6 pounds chuck roast
1 large onion -- chopped
1 stalk celery -- chopped
1 large green pepper -- chopped
1 1/2 quarts water
2 cloves garlic
1 teaspoon salt

2 bottles catsup
4 tablespoons brown sugar
4 tablespoons vinegar
2 teaspoons allspice
2 teaspoons chili powder
3 drops Tabasco sauce -- (3 to 6)
2 teaspoons worcestershire sauce
2 bay leaves
1/2 teaspoon garlic salt
1/2 teaspoon paprika
1 teaspoon liquid smoke -- more if desired


(Jaynes Spradley) -- Place meat and vegetables in a roaster; add water. Cook covered 4 hours, replenishing water if necessary. Remove meat; cool and shred. Strain remaining liquid, reserve 2 cups. Save the rest for stock or gravy.

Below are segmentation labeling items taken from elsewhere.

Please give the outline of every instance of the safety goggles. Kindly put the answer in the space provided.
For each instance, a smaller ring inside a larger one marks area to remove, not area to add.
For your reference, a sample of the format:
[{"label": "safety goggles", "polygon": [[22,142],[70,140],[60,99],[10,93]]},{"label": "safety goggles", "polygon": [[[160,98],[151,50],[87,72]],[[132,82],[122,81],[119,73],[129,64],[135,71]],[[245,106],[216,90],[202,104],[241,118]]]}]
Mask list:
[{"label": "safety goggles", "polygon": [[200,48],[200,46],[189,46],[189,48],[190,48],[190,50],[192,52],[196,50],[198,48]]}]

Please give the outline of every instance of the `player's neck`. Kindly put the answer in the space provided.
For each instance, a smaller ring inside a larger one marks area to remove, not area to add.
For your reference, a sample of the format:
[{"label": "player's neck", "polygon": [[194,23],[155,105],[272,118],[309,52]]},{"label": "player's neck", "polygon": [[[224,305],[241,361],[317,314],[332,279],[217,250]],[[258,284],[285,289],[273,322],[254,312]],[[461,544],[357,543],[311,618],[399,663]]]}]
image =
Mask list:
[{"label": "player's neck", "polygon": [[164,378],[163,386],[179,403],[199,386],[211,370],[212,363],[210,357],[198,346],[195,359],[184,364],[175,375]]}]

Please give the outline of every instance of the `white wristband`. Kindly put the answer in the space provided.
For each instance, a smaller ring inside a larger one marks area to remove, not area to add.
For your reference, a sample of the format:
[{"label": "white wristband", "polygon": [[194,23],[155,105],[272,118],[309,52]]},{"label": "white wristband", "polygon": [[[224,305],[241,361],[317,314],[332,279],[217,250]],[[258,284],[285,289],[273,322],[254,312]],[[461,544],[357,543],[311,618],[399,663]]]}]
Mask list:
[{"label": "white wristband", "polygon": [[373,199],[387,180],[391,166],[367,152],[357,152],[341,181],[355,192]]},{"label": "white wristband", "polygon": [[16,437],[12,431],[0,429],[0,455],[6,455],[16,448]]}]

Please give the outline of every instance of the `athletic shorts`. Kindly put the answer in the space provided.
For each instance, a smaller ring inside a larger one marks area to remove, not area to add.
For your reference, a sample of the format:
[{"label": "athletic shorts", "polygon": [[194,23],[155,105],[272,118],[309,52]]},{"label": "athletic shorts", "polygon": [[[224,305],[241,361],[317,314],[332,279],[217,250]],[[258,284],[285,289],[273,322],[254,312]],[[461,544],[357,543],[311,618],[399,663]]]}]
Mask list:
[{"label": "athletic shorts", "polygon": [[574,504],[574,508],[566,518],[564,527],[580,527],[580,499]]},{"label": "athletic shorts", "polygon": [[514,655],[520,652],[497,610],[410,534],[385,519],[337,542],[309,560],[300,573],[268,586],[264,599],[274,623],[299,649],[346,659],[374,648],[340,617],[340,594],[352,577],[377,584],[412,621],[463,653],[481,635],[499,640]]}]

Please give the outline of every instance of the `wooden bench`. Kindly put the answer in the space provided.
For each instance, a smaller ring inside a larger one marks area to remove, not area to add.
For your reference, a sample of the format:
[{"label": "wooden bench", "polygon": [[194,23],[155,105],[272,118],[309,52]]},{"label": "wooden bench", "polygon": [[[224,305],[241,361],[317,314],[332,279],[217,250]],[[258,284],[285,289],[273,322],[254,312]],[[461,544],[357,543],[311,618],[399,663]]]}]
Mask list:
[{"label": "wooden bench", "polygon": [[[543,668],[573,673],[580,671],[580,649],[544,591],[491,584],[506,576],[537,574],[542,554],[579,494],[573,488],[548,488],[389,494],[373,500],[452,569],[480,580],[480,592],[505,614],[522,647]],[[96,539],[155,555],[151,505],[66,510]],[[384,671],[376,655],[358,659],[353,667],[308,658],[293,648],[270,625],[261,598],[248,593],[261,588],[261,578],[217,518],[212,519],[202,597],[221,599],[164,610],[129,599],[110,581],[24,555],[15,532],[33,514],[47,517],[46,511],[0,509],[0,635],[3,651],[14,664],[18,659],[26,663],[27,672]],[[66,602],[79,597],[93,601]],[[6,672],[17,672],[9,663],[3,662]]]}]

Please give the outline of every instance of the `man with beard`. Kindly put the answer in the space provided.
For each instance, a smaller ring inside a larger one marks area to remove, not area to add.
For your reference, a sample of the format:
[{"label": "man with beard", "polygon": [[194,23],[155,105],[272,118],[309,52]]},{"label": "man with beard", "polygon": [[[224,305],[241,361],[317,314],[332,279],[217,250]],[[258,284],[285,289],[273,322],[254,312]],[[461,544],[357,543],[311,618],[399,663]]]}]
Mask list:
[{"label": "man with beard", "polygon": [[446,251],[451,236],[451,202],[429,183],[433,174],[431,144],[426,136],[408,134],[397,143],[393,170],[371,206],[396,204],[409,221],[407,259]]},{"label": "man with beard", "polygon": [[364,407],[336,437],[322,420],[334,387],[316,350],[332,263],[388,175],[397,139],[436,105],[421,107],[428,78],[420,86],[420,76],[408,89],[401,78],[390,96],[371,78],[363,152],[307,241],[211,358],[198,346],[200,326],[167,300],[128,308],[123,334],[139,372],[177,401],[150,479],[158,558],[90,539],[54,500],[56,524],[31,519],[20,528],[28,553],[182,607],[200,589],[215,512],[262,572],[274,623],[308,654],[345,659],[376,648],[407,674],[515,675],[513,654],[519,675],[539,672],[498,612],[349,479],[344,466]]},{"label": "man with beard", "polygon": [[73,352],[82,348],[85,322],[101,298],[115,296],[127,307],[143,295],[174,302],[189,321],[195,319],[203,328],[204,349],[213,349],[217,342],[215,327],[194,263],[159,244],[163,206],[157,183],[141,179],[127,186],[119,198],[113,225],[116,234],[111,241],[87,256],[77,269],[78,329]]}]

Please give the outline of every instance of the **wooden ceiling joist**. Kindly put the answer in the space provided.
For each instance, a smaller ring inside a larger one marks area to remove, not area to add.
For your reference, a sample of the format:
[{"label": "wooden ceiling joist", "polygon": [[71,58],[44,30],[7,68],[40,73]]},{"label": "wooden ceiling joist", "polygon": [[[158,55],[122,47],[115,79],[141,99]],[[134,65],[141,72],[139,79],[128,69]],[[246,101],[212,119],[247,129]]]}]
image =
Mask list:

In a large crock pot or dutch oven combine sauce Ingredients, the 2 cups reserved broth and beef. Slowy boil covered for at least 1 hour or until mixture is of spreading consistency. Serve on open faced buns.

Note: This recipe came from my mother-in-law and has been a family favorite for years. It is an excellent dish to keep frozen for unexpected company.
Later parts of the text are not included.